L7b FindTour — Steps 1 and 2
Step 1: compute an MST T of the graph. Step 2: build a multigraph H by DUPLICATING every edge of T (each edge now appears twice). Doubling makes every vertex have even degree, which guarantees an Eulerian tour exists in H.
L7b FindTour — Steps 3 and 4
Step 3: find an Eulerian tour of H (a closed walk using each doubled edge once). Step 4: "shortcutting" — walk along the Eulerian tour but skip any vertex already visited (keep only the first appearance of each vertex). The result visits every vertex exactly once = a valid TSP tour.
L7b FindTour result
FindTour is a 2-approximation algorithm for Metric TSP: it runs in polynomial time and returns a tour of total weight at most 2 × OPT (OPT = weight of the best possible tour).
L7b Why weight(MST) ≤ OPT
Take the optimal tour and delete any one edge. What's left is a path through all vertices, which is a spanning tree, weighing ≤ OPT (it has one fewer positive-weight edge).
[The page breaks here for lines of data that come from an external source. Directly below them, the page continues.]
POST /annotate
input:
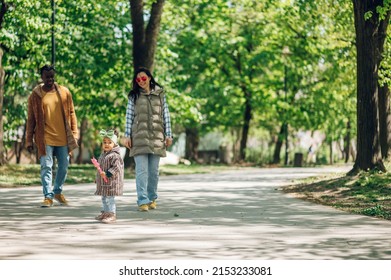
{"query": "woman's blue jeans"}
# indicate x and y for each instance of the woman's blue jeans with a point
(62, 155)
(108, 204)
(147, 177)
The MST is the lightest spanning tree of all, so weight(MST) ≤ weight(that path) ≤ OPT.
L7b Why FindTour ≤ 2·OPT
The Eulerian tour uses each MST edge twice, so its weight = 2 × weight(MST) ≤ 2 × OPT. Shortcutting replaces a detour through an already-visited vertex with a direct edge, which by the triangle inequality never increases weight. So final tour ≤ Euler tour weight = 2 × MST ≤ 2 × OPT.
L7b TSP where vertices are points in the plane and each edge weight is the straight-line distance between them. Is there a constant-factor approximation algorithm?
Yes — straight-line (Euclidean) distances obey the triangle inequality, so this is metric TSP, which has a constant-factor (2-)approximation. (Only general, non-metric TSP is inapproximable.)
L7b Modified FindTour: graph H = ONE copy of the MST edges plus extra edges of total weight at most p×OPT (an Eulerian tour still exists). Which statement is true?
If p=0.5 it is a 1.5-approximation — weight(H) = MST (≤ OPT) + extra (≤ p·OPT) ≤ (1+p)·OPT, and shortcutting (which needs the triangle inequality) never adds weight, so it is a (1+p)-approximation. p=0.5 → 1.5.
L7b In the proof that FindTour returns a tour of weight ≤ 2×OPT, why is weight(MST) ≤ OPT?
Deleting one edge from the optimal tour gives a path through all vertices (a spanning tree) of weight ≤ OPT. The MST is the minimum-weight spanning tree, so MST ≤ that path ≤ OPT.